The researchers found that patients with coronary artery disease are more likely to be aspirin resistant, as well as patients with diabetes and those who suffered an earlier stroke, but not a transient ischemic attack (TIA), known as a “mini-stroke.”

However, they did not find a relationship between aspirin resistance and hypertension or high cholesterol in their study population. Gengo said this finding likely was due to the fact that patients at the Dent Neurologic Institute are from an affluent suburban population, and their hypertension and lipid levels tend to be extremely well controlled.

The study also found that the younger the patient when the first stoke or heart attack occurs, the higher the risk of being aspirin resistant.

“You can think about that in a couple ways,” noted Gengo. “If you have a stroke when you’re 50, you probably have much worse vascular disease than the patient who has a stroke at 70, so you are more likely to be aspirin resistant on that basis.

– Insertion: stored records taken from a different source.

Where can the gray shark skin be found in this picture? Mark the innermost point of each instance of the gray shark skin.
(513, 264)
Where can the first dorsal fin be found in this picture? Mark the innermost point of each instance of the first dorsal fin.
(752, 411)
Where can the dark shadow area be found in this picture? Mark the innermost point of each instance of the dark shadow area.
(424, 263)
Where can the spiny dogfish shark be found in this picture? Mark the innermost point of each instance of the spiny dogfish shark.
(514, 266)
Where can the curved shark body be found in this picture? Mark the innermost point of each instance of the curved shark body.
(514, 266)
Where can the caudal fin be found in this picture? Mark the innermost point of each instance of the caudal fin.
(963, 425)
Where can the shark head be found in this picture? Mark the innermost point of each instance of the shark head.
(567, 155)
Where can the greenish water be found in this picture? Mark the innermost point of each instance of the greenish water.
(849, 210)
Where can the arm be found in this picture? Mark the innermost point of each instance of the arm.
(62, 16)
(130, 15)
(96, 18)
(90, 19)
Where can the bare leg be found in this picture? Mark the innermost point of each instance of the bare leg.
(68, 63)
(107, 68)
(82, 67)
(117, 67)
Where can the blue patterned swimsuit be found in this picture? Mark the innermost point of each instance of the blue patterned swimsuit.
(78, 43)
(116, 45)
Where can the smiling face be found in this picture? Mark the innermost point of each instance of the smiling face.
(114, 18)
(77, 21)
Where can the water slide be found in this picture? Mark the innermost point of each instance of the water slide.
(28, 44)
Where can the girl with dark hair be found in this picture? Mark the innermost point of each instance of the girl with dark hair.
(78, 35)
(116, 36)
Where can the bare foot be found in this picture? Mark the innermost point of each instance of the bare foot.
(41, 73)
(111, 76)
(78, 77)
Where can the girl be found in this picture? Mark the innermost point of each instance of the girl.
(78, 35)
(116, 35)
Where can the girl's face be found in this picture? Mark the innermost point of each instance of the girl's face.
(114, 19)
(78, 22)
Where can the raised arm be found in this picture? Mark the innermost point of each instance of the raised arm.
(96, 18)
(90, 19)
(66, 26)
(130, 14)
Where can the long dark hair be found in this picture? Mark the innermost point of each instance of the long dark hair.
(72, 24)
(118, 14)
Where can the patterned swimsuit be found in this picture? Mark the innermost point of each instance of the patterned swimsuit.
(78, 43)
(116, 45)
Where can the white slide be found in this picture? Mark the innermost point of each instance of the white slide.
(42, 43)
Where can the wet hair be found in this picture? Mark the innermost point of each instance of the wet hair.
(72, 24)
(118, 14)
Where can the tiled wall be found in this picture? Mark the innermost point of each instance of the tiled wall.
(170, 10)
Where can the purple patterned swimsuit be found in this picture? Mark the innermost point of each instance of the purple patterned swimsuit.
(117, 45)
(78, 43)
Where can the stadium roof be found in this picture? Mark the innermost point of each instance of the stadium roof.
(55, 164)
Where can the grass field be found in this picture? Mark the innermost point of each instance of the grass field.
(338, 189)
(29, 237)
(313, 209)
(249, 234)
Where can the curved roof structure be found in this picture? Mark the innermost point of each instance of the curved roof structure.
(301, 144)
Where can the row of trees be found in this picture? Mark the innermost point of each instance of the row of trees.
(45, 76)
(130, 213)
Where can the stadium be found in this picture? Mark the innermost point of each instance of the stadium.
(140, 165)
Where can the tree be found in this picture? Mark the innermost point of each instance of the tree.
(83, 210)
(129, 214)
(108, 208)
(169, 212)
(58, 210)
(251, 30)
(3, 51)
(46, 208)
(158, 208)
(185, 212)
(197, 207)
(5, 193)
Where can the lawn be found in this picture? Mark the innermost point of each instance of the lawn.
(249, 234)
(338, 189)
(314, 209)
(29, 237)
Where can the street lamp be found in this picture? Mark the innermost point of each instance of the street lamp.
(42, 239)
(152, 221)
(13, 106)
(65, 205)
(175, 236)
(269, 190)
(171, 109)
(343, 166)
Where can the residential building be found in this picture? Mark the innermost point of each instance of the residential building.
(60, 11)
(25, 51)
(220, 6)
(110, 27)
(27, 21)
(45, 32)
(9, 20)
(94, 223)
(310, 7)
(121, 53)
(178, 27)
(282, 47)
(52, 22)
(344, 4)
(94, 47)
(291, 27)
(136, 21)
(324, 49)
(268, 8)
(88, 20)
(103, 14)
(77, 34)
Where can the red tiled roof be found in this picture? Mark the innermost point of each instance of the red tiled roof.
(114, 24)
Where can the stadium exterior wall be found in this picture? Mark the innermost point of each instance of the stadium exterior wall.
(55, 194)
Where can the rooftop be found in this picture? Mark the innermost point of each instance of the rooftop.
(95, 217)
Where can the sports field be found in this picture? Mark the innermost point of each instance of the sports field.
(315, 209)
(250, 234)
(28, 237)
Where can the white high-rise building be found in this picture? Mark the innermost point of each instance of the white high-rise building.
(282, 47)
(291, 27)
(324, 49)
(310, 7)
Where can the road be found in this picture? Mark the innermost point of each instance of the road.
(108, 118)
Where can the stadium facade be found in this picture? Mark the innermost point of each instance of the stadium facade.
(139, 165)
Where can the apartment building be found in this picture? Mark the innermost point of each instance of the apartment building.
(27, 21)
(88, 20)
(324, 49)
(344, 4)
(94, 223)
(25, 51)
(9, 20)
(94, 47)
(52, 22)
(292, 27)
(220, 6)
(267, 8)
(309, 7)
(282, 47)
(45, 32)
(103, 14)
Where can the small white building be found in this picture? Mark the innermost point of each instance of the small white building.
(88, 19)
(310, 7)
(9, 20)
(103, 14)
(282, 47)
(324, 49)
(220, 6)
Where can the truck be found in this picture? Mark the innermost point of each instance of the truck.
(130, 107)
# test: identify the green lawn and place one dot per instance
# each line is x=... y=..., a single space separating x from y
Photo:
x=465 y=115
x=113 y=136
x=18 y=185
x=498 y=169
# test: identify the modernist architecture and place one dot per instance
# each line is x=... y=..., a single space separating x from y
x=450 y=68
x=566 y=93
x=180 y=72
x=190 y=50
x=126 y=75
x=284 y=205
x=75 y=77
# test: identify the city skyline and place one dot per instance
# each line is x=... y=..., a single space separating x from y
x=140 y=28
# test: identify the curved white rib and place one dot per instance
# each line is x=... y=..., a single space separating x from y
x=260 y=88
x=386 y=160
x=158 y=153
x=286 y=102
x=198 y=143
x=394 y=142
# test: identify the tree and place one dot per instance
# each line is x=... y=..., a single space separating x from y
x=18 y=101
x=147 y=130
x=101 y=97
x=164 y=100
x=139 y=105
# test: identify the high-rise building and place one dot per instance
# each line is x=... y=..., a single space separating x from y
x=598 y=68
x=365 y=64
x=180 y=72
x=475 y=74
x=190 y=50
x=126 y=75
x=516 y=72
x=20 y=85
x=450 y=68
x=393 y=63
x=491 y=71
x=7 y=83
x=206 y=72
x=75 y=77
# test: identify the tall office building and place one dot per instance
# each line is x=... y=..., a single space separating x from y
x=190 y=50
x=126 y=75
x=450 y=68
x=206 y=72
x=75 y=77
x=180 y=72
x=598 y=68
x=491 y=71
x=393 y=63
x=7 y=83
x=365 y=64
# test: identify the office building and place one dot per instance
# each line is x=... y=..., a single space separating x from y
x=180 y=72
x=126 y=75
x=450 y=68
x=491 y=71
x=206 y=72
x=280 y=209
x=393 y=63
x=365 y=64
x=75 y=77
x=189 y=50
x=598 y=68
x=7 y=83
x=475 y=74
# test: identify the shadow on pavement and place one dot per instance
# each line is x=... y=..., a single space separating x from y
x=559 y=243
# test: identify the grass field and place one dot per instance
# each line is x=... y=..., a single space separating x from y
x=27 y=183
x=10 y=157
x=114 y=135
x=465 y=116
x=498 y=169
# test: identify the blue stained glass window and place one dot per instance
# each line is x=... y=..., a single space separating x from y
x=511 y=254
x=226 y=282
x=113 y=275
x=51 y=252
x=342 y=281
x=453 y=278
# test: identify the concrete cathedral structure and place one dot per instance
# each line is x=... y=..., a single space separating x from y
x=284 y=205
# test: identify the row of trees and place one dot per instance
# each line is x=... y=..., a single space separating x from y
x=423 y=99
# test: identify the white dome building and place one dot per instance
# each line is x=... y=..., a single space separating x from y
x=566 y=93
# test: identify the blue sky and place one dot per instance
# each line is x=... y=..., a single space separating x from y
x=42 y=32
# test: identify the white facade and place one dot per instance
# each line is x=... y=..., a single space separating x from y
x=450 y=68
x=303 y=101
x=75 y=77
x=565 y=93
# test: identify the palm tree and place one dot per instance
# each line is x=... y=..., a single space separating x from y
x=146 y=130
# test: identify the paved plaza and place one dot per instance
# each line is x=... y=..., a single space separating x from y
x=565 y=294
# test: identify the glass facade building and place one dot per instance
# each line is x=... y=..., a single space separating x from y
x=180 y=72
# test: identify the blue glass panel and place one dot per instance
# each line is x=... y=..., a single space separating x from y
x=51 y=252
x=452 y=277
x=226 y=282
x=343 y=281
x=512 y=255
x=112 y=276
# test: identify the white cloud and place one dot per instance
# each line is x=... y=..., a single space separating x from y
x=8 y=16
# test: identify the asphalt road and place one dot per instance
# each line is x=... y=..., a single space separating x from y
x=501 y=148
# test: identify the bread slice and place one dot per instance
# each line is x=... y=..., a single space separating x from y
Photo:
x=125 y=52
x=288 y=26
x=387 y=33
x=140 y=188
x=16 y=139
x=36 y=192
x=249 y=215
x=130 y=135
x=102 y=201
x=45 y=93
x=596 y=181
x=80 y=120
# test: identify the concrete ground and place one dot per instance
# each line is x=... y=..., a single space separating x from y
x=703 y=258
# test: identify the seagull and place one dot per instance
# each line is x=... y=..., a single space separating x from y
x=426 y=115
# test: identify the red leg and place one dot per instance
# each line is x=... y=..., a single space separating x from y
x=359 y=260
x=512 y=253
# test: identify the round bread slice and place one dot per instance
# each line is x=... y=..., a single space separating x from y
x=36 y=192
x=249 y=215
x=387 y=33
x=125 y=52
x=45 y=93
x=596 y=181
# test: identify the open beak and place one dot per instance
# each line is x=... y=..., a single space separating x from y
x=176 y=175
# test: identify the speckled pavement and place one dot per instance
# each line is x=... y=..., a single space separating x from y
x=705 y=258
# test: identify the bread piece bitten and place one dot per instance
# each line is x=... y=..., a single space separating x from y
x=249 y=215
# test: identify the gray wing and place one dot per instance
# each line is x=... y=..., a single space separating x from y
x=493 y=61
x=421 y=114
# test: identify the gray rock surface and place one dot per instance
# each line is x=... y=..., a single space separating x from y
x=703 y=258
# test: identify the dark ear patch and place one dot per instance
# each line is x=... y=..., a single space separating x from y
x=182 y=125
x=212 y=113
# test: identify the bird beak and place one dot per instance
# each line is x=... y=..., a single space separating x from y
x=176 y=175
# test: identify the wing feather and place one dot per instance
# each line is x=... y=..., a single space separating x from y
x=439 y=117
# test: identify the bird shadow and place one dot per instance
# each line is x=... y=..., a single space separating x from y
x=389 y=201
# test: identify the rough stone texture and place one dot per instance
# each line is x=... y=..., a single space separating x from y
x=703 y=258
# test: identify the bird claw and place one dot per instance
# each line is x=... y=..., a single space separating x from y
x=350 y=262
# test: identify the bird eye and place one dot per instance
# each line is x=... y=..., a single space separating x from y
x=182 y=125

“Also, the younger you are the faster you turn your platelets over,” he said. “If you are making platelets faster, you may need more aspirin, and the faster you make them, the faster you’re going to overwhelm the aspirin. We don’t really know for sure, but we speculate the higher risk factor in our younger patients is based on one of those two reasons.”

The findings in the paper need to be confirmed in a larger study population followed over 1-2 years, Gengo stated. In the meantime, he suggested that clinicians could test a patient’s responsiveness to aspirin early on and prescribe accordingly.